英文:
Expected all tensors to be on the same device, but found at least two devices, cuda:0 and cpu - Unable to figure out which tensors are the problem
问题
It looks like you're encountering a "Expected all tensors to be on the same device" error, which means that some of your tensors are on the CPU while others are on the GPU. To fix this issue, you need to ensure that all tensors involved in operations are on the same device, either CPU or GPU.
Here are some steps you can take to resolve this issue:
-
Ensure that your model (
detector
), as well as all tensors related to it (including inputs and targets), are on the same device. You can move tensors to the GPU using the.to(device)
method. -
Specifically, make sure that the
gt_bboxes_proj
,gt_classes
, andanc_boxes_all
tensors in theget_req_anchors
function are on the same device as your model and inputs. -
If you're using any custom functions or modules within your model or training loop that work with tensors, ensure that they also operate on tensors on the same device.
-
Double-check that you haven't inadvertently mixed CPU and GPU operations within your code.
-
It might also be helpful to explicitly set the device for any tensor that you create to avoid device mismatches.

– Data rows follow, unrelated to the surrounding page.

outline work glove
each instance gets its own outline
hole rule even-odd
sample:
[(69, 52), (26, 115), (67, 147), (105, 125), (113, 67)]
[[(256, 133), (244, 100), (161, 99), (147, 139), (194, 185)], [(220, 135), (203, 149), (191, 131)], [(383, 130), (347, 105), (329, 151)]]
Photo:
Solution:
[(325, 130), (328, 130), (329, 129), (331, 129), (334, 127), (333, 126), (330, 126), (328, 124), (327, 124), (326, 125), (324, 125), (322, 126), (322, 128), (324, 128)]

Here's an example of how you can move a tensor to a specific device:
# Move a tensor to the GPU
tensor_on_gpu = tensor_on_cpu.to(device)
# Move a tensor to the CPU
tensor_on_cpu = tensor_on_gpu.to('cpu')
By ensuring that all tensors are on the same device (either CPU or GPU), you should be able to resolve this issue.
英文:
I am trying to train an object detection model on a GPU. The code is written in Pytorch.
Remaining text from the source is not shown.